In photosynthesis, protons are pumped from the stroma into the thylakoids compartment, and they return to the stroma through an ATP synthase down their concentration gradient.
The Krebs cycle seeks to oxidize carbohydrates to CO2, while the Calvin cycle seeks to reduce CO2 to carbohydrates.
When oxygen is not available, the anaerobic version of respiration occurs.
The electron transport chain stops working, and electron carriers have nowhere to drop their electrons.
The mitochondrial production of acetyl- CoA and the Krebs cycle cease too.

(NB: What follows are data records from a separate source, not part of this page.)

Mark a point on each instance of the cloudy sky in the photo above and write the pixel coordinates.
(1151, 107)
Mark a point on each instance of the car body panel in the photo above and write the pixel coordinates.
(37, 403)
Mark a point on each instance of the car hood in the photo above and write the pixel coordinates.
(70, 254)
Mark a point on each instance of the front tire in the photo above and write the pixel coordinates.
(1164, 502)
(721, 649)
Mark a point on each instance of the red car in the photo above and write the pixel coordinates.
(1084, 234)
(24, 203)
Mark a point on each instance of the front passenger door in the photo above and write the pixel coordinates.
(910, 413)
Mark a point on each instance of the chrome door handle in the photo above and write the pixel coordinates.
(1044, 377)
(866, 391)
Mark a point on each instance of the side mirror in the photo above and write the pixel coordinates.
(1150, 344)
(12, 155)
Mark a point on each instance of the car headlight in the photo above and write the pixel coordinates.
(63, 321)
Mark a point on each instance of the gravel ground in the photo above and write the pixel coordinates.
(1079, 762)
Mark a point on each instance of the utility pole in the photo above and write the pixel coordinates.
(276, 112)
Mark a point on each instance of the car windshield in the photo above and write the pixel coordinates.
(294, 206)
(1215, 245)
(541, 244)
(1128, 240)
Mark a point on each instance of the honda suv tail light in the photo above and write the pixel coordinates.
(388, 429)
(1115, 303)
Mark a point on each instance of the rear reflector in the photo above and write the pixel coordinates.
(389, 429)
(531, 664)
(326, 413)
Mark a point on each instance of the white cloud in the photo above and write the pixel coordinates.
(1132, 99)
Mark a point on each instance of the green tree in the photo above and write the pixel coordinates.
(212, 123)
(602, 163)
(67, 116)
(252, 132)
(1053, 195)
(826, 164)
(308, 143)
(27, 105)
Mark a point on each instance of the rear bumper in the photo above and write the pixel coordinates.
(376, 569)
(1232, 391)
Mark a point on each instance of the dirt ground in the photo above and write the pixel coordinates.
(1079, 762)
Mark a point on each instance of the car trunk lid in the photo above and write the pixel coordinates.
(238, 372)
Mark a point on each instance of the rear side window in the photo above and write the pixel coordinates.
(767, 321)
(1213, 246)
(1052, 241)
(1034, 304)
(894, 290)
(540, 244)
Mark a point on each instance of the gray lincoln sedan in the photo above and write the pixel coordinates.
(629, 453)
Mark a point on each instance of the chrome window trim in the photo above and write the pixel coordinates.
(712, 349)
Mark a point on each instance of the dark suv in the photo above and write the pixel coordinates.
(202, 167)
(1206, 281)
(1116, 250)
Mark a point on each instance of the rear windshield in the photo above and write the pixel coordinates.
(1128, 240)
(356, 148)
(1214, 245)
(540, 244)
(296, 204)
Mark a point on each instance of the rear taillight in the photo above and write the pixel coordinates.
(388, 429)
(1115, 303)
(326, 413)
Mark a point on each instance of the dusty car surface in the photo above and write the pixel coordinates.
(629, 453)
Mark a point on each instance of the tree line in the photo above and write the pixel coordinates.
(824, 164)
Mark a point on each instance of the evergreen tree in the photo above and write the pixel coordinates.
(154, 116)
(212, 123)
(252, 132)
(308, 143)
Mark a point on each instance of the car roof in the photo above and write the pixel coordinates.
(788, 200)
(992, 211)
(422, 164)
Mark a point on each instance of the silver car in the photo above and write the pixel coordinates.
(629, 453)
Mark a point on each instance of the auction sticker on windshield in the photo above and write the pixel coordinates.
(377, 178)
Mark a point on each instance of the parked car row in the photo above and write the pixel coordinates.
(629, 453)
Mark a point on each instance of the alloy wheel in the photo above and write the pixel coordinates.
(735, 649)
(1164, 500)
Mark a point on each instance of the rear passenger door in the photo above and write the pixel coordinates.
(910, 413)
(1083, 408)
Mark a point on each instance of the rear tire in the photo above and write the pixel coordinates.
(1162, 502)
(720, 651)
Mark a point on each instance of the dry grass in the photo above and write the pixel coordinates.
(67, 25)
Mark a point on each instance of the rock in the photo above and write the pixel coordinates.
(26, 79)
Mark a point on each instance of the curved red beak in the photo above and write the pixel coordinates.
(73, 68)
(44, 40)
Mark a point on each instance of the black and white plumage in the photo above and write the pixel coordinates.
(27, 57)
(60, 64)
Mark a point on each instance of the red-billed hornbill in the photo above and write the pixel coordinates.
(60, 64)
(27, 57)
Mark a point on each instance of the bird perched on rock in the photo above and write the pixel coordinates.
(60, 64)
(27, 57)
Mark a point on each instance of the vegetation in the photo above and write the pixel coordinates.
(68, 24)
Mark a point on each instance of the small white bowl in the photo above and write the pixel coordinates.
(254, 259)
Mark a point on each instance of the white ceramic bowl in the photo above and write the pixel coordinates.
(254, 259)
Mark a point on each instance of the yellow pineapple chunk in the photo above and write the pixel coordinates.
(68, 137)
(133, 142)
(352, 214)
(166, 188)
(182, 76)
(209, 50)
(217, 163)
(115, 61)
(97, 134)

Glycolysis, however, can continue to run. This means that glucose can be broken down to give net two ATP. Only two instead of 30!
Glycolysis also gives two pyruvates and two NADH. The pyruvate and NADH make a deal with each other, and pyruvate helps NADH get recycled back into NAD+ and takes its electrons.
The pyruvate turns into either lactic acid (in muscles) or ethanol (in yeast).
Since these two things are toxic at high concentrations, this process, called fermentation, is done only in emergencies. Aerobic respiration is a better option
What types of organisms undergo fermentation?
Yeast cells and some bacteria make ethanol and carbon dioxide. Other bacteria produce lactic acid.
A cramp was possibly the consequence of anaerobic respiration.
When you exercise, your muscles require a lot of energy.
To get this energy, they convert enormous amounts of glucose to ATP.
As you continue to exercise, your body doesn’t get enough oxygen to keep up with the demand in your muscles. This creates an oxygen debt.
Muscles switch over to anaerobic respiration.
Pyruvic acid produced from glycolysis is converted to lactic acid.